Sooo... I sticked myself to an internet terminal for a total of some 30 or more hours of research for details, example projects, data sheets, schematics, literature, hardware components, software possibilities and so on and so forth. After a few weeks with almost daily packets via ebay (unbelieveable, those Chinese), I had a generous stock of chips for experimenting with different designs.
Finding the appropriate design, the one which I thought would be the best for my idea, was, well, a real adventure. The point is the operating system. Hacking up a basic 6809 is indeed no big deal at all, after I had scribbled the first design of a very basic BASIC computer, I realised that it was already rather common, I read a lot of pages referencing to Grant Searle's design. But that's not exactly what I had imagined, I wanted to go a little bit bigger, to be able to run a real operating system on it. My idea is not to just get A computer running, but to stay as close as possible to the initial motorola family concept, to build the computer that Motorola DIDN'T build.
Now, 6809 and operating systems, that is a thing. Certainly not for the contemporary witness, but I remind you, those were pre-internet times... a good deal of digital archeology is essential... :-)
Finally I decided to go for the 6883/6847 - option for system design, as the result would be a machine quite close to a Dragon or a TRS CoCo - and such I think I'm having a good chance of getting an OS-9 ported and running on it.
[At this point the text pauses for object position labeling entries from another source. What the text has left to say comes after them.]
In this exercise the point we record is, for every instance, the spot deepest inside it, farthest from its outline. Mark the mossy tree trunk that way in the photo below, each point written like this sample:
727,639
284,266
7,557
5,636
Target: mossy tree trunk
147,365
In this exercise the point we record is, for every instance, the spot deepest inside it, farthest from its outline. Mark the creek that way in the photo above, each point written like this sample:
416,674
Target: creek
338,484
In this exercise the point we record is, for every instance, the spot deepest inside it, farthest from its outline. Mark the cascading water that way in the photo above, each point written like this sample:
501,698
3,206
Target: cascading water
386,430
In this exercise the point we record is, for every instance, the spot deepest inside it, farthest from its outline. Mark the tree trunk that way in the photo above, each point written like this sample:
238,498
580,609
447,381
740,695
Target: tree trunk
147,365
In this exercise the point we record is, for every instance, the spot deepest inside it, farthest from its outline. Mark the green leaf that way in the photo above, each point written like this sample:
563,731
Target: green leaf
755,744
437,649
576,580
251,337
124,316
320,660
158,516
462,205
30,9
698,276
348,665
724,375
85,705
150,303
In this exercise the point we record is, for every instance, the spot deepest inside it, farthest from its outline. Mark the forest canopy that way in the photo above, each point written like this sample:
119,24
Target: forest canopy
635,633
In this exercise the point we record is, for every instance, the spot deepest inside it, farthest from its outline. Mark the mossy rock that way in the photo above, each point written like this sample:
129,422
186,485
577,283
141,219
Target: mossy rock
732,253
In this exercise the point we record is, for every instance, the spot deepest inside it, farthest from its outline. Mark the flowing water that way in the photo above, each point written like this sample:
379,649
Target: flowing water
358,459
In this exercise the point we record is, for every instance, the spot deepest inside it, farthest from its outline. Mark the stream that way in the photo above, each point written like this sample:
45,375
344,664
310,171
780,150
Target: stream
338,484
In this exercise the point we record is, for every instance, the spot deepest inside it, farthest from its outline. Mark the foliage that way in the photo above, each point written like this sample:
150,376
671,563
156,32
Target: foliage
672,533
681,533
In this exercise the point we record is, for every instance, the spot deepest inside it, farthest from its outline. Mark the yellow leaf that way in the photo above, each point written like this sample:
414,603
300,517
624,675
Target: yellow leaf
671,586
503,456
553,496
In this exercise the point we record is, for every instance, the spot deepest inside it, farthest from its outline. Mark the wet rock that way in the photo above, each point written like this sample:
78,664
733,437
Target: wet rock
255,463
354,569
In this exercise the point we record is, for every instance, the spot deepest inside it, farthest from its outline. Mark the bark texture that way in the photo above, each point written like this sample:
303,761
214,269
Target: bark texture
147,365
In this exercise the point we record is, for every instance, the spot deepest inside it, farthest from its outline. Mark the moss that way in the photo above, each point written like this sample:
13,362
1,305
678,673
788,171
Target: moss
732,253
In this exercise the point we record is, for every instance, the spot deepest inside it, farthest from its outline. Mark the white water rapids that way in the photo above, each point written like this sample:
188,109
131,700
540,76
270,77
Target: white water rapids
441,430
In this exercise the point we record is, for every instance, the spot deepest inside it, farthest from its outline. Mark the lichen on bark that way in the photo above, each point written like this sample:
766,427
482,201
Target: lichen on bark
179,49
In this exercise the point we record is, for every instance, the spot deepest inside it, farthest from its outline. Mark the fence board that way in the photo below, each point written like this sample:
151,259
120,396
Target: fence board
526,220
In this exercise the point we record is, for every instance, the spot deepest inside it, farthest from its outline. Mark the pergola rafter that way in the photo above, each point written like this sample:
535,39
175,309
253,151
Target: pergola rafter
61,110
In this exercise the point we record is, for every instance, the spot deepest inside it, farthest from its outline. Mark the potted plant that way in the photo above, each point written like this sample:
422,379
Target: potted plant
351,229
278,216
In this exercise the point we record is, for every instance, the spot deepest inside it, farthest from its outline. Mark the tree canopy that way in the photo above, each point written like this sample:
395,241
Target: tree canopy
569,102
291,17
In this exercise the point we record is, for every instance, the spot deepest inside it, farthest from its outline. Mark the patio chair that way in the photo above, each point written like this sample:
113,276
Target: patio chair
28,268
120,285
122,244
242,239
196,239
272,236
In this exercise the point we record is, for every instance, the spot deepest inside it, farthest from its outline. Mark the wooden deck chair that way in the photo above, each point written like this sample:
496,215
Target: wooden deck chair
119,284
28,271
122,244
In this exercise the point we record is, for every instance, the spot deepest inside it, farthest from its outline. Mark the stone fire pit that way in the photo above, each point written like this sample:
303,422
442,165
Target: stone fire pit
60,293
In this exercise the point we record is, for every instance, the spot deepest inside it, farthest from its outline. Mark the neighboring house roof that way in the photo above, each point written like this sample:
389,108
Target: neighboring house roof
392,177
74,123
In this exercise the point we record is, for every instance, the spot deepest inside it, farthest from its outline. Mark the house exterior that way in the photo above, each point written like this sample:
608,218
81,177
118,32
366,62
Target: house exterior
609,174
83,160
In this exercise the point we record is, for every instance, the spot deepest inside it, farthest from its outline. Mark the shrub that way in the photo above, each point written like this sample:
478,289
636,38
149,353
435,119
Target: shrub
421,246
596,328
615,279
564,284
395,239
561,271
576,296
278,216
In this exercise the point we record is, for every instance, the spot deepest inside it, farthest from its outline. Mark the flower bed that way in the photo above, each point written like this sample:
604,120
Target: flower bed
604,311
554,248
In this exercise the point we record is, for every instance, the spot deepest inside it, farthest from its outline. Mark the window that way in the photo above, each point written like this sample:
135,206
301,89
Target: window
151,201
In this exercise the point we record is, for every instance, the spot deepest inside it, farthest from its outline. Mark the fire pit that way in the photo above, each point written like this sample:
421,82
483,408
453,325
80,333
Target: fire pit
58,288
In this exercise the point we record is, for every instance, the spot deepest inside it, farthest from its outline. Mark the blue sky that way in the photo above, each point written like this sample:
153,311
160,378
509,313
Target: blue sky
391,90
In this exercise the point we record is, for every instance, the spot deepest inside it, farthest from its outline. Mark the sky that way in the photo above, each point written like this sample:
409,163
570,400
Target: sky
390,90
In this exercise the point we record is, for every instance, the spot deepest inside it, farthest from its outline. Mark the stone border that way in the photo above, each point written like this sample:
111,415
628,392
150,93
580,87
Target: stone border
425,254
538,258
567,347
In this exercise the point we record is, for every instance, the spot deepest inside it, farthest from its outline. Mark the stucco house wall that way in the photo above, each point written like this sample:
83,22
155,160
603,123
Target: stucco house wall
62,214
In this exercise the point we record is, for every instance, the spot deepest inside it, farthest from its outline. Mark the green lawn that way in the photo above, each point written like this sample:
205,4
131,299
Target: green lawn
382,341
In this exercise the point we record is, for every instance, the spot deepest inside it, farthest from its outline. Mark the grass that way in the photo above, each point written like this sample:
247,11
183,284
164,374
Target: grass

To be precise and honest, it's the slightly modified exemplary design from the data sheet of the 6883.
If this project is running well, I might tackle an even "purer" system, employing multiple 6829 and 6844 and try to get some UNIXoid OS running. (Pure megalomania :-) an 68k is SO much easier)
Sounds like you're decided about your operating system. However, if you ever revisit your decision I suggest you look at Cubix by Dave Dunsfield. It's written for the 6809 and, in my opinion, is a full featured OS, taking into account when it was created. In addition there's an emulator so you can try it without having a 6809 system. I run the emulator in DosBox on a Windows 10 system. I don't know that it's open source but it's, as of the date of this comment, freely downloadable from Dave's web site.